Pete Nickolenko remembers meeting with two men who would pilot SpaceShipTwo about an hour before a test flight on Oct. 31, 2014. He wished them well.
The flight from a spaceport in Mojave, Calif. of the vehicle Virgin Galactic is building to fly paying passengers into space didn’t go well. Co-pilot Michael Alsbury unlocked a feathering system too early. The spacecraft wasn’t built to account for such an error.
The first SpaceShipTwo broke apart mid-flight, killing Alsbury. Pilot Peter Siebold was seriously injured but survived.

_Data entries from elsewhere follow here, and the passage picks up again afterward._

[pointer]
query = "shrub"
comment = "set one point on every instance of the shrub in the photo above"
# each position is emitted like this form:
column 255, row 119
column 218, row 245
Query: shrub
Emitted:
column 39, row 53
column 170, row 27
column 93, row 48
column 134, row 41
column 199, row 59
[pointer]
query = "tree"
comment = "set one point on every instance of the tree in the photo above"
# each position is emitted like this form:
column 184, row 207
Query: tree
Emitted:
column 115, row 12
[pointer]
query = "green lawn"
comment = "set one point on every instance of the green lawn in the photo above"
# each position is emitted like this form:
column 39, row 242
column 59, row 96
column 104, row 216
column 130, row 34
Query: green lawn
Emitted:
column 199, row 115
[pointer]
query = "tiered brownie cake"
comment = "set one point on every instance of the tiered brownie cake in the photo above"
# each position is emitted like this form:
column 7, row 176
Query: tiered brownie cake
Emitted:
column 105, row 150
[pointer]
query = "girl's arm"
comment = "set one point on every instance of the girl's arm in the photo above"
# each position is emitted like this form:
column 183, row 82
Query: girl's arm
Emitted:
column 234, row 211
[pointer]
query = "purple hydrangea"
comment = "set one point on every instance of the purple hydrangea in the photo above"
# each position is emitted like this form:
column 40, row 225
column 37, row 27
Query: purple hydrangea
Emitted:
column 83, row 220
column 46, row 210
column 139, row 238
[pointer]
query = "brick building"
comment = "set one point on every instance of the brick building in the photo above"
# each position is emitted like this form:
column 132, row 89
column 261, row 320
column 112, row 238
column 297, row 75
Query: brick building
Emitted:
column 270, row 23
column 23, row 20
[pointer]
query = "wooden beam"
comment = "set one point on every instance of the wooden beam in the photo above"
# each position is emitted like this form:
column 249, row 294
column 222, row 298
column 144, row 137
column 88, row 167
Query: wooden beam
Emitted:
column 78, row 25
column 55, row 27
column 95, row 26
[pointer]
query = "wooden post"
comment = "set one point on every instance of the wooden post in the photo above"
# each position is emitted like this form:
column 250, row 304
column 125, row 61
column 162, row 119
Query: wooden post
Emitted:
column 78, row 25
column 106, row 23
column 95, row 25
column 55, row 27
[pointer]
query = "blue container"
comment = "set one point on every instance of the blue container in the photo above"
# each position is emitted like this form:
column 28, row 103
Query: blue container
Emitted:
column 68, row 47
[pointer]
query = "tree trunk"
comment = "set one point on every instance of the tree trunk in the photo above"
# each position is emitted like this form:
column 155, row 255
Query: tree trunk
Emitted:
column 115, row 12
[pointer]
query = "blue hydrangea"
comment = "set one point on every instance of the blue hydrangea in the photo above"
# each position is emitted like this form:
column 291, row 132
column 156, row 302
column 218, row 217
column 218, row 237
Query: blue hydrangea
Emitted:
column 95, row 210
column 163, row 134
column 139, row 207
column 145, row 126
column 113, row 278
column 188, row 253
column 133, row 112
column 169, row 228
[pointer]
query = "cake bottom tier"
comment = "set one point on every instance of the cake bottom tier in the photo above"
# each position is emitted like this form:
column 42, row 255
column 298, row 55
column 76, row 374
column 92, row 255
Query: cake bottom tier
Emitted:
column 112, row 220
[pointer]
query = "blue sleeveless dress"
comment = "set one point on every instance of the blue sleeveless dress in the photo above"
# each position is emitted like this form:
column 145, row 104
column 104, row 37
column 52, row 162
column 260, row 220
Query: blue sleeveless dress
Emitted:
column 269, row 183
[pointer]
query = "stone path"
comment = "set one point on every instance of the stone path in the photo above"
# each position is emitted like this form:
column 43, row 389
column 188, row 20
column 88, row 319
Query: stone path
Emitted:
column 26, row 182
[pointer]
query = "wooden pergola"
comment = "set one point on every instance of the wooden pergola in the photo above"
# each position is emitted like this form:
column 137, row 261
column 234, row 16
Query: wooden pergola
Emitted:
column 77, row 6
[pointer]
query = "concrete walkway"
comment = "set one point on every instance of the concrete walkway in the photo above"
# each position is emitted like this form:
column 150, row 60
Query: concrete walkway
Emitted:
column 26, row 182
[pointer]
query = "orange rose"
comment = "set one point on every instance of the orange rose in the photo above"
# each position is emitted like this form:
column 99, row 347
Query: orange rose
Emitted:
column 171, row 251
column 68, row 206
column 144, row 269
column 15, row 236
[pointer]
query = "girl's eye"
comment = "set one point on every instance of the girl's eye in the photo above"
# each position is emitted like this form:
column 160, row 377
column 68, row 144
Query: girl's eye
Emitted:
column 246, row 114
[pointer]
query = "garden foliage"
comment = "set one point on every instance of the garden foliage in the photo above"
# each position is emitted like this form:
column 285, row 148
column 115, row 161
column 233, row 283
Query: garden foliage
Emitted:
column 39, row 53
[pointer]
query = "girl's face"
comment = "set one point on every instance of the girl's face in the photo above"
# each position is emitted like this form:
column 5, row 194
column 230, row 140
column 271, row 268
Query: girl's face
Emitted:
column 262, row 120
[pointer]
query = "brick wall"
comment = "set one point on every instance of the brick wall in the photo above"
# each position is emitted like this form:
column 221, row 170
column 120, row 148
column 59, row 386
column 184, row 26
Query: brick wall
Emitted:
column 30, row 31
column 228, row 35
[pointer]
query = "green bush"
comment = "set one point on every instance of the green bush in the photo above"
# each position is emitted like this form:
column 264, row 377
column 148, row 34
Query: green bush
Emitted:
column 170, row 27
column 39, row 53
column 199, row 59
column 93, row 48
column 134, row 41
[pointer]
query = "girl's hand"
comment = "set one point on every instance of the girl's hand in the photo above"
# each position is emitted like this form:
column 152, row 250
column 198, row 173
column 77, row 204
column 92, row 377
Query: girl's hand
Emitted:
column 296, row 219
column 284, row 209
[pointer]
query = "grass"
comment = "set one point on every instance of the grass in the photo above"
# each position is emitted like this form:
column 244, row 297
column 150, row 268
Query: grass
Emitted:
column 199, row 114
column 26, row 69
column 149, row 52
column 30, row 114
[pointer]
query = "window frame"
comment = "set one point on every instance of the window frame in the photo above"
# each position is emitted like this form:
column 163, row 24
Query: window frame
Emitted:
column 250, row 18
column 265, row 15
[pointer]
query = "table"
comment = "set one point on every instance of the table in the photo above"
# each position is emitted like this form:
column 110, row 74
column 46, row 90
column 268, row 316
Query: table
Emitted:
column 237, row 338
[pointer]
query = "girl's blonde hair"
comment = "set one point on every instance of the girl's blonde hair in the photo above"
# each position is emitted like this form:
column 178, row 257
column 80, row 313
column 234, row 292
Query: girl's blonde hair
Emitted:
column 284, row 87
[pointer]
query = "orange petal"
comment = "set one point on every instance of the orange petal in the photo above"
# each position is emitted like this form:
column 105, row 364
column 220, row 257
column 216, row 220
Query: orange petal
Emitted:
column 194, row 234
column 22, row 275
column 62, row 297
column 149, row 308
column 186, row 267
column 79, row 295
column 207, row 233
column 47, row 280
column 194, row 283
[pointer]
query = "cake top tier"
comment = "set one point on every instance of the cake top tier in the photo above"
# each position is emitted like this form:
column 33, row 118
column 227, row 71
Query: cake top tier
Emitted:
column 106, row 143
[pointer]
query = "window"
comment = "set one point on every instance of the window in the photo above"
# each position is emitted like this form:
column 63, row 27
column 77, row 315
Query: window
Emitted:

The accident was a massive blow to Virgin Galactic’s efforts to make space more accessible – and to New Mexico’s hopes of diversifying its economy by building a commercial space industry with Virgin Galactic’s spaceflights at its core. It set back plans to relocate Virgin Galactic employees from California to southern New Mexico and begin long-awaited flights from Spaceport America, located east of Truth or Consequences.
Dealing with disaster wasn’t new for Nickolenko, Virgin Galactic’s director of spaceline engineering. He worked for NASA’s space shuttle program in Florida for 24 years. He was in the control room when Space Shuttle Columbia disintegrated over Texas in 2003, killing all seven crew members.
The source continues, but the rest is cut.